In the meantime, workers, businesses and governments will be in critical need of a second round of federal relief funding.
“Without more aid from the federal government, we’re going to be in serious trouble here in Michigan,” Ehrlich said. “I just want to be really concrete. That means our teachers, police officers, firefighters and nurses who are going to be at risk of losing their jobs.”
Michigan could lose 100,000 jobs next year in those and related areas next year if no federal aid package is forthcoming, he said.
We can’t wait for a vaccine to stop COVID deaths and rescue the economy, as Trump is counting on. Potential virus outbreaks in auto and parts plants, for example, could again shut down the industry, with disastrous effects on Michigan.

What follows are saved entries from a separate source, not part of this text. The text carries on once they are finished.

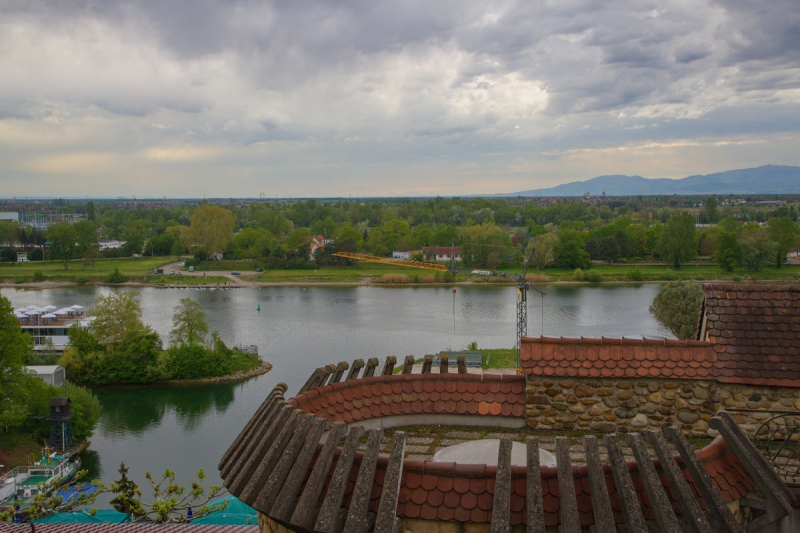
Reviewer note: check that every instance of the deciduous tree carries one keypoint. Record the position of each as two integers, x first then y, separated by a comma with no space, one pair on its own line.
677,307
189,324
544,247
783,233
729,253
211,230
569,252
757,249
63,241
679,241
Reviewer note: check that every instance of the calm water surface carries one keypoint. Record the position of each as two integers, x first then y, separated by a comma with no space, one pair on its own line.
299,329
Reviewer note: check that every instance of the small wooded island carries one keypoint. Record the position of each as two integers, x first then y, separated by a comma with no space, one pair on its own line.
116,347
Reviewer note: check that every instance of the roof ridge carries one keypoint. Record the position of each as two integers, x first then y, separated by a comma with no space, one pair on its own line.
750,287
616,341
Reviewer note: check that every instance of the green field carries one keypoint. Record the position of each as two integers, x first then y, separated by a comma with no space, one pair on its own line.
342,274
615,273
686,272
499,358
80,271
167,279
138,270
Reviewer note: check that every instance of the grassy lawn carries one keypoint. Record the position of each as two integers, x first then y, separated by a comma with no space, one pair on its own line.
686,272
209,266
342,274
499,358
166,279
78,271
360,271
138,269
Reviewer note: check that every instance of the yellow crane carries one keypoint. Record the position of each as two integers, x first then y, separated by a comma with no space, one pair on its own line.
389,261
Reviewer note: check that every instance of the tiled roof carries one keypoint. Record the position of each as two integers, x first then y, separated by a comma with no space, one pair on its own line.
402,394
127,528
755,332
427,490
618,358
465,493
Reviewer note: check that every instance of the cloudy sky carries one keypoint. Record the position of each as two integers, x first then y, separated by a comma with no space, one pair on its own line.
237,98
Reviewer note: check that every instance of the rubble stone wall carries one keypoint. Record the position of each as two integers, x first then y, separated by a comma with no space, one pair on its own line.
621,405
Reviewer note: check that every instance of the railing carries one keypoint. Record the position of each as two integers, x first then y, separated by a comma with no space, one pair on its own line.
778,439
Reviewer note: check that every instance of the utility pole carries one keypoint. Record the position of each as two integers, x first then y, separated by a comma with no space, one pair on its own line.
454,310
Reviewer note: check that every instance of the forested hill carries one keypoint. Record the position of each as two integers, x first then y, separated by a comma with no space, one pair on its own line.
769,179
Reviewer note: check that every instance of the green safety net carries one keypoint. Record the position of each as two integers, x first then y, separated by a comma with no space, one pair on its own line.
108,516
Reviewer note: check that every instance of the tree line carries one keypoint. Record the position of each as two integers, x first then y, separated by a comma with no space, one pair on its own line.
119,348
492,233
23,394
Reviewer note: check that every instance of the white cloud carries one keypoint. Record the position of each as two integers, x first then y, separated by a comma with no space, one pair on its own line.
315,97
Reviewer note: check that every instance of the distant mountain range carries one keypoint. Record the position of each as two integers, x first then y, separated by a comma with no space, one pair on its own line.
769,179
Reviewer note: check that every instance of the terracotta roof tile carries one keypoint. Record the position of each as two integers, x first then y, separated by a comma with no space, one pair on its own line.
128,528
755,327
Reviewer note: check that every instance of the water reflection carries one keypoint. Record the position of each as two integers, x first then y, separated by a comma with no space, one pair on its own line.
186,428
134,409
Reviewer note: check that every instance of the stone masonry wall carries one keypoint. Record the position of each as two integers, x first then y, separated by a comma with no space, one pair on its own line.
621,405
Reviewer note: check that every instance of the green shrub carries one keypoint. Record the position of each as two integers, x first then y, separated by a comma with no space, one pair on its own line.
197,361
116,277
594,276
634,274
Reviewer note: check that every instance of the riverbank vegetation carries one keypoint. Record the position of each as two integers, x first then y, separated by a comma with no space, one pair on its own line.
738,236
120,348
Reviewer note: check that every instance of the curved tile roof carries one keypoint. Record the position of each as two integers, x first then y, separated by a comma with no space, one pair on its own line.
618,358
403,394
754,331
441,491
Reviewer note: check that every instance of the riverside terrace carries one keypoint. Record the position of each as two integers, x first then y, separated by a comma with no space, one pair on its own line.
313,463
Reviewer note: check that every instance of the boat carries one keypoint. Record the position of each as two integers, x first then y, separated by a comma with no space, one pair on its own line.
48,325
25,482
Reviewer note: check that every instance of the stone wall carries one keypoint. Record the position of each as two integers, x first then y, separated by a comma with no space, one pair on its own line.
621,405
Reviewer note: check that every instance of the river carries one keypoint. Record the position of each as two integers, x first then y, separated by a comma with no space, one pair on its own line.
298,329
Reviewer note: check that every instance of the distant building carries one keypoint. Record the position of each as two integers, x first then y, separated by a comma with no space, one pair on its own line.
443,253
317,242
54,375
110,244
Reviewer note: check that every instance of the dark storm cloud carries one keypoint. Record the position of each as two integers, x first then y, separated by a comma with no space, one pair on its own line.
176,81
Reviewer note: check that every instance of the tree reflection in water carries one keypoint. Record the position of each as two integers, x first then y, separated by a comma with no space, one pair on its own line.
132,410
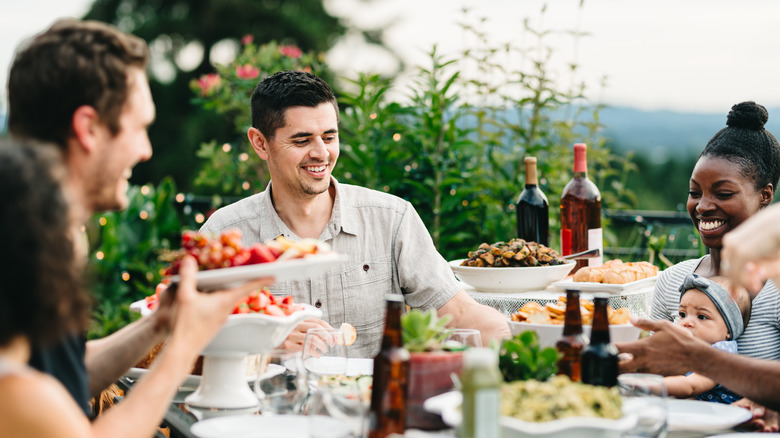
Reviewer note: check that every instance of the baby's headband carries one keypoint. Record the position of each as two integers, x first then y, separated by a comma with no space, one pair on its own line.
726,305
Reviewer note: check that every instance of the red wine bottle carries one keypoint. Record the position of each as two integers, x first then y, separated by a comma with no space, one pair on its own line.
581,213
533,210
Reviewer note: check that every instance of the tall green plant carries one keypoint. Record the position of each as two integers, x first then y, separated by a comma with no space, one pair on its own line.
124,250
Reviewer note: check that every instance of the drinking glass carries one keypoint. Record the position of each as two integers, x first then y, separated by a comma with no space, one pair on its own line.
282,388
462,339
324,355
644,395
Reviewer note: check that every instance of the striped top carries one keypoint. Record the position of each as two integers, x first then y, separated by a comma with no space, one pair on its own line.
761,338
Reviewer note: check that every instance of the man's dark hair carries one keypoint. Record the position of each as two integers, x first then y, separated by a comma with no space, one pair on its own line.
41,288
286,89
71,64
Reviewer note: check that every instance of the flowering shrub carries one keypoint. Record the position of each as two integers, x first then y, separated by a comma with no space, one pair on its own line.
229,169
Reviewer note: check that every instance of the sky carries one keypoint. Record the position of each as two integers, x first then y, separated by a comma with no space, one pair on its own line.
681,55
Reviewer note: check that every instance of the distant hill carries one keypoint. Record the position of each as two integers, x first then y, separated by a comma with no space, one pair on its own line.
661,135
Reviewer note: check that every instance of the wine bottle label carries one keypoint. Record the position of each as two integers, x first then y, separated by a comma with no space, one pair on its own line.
487,405
596,240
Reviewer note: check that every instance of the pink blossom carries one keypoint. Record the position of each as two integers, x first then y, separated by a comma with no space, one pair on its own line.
247,71
209,83
290,51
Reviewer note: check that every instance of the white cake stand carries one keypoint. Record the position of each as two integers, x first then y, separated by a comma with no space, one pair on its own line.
224,385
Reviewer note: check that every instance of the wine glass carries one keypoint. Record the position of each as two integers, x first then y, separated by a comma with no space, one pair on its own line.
462,339
644,395
282,387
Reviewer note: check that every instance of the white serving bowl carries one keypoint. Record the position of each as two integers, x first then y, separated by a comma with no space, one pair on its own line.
510,279
550,333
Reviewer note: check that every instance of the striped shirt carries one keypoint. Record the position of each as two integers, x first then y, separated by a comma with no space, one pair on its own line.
761,338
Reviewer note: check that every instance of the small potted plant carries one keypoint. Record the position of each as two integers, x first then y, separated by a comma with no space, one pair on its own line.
430,367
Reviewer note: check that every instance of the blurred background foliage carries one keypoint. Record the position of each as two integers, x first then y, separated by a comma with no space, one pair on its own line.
452,144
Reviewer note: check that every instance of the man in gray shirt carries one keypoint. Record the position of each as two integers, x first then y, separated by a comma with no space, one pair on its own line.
295,130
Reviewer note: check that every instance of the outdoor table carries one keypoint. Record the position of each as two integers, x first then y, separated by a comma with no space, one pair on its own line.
181,417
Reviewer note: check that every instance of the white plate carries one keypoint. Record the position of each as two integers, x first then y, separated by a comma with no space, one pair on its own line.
701,416
295,269
269,426
448,406
617,289
510,279
193,381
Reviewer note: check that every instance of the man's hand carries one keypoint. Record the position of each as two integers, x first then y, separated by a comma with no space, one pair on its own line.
764,420
295,339
198,316
751,252
669,351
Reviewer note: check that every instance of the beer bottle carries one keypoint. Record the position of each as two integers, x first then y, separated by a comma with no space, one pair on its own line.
481,382
599,359
391,367
573,340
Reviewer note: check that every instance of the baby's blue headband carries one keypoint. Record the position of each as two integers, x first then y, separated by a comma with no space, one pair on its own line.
726,305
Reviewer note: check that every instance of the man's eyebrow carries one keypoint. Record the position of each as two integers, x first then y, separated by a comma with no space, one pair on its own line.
309,134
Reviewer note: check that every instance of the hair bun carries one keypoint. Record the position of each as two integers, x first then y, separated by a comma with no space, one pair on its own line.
749,115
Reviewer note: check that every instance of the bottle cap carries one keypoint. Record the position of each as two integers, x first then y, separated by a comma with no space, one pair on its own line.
480,357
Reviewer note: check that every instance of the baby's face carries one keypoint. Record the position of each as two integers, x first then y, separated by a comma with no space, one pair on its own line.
699,315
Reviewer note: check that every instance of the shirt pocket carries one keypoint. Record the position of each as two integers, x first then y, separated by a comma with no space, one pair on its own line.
365,284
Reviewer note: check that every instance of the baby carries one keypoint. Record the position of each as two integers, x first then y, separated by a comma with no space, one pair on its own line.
713,315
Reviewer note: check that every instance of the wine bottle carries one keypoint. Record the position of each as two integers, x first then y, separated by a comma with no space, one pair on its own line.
581,213
599,358
391,370
573,341
532,208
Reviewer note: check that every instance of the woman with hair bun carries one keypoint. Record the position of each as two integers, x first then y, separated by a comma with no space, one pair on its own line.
734,178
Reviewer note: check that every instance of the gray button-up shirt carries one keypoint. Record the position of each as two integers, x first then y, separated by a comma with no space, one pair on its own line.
389,250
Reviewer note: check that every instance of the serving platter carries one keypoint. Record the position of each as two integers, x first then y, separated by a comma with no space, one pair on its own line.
294,269
616,289
701,416
448,406
510,279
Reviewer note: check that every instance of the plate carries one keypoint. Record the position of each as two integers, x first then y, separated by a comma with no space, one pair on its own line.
618,289
295,269
269,426
510,279
701,416
192,381
448,406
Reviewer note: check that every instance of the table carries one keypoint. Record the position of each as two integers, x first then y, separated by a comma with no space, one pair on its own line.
637,300
180,418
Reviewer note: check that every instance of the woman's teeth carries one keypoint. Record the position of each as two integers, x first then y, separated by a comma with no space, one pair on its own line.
710,225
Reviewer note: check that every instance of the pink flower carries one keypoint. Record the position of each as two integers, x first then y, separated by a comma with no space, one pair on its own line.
208,83
290,51
247,71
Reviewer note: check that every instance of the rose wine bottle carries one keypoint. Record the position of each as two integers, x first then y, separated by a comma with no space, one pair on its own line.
581,213
533,210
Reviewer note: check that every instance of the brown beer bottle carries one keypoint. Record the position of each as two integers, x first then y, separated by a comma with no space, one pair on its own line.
599,359
391,367
573,340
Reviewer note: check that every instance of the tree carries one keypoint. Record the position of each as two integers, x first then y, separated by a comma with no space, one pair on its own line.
180,31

And the United States can’t just close its borders to keep the virus out of its assembly plants. Parts from all over the world flow into those plants. The lack of just one part from a factory in, say, China or Mexico closed by a COVID outbreak can shut down an assembly plant in Michigan.
Fortunately, we have elected a deeply empathetic president who understands that restoring the economy depends on getting control of the virus. Biden’s inauguration on Jan. 20 can’t come soon enough.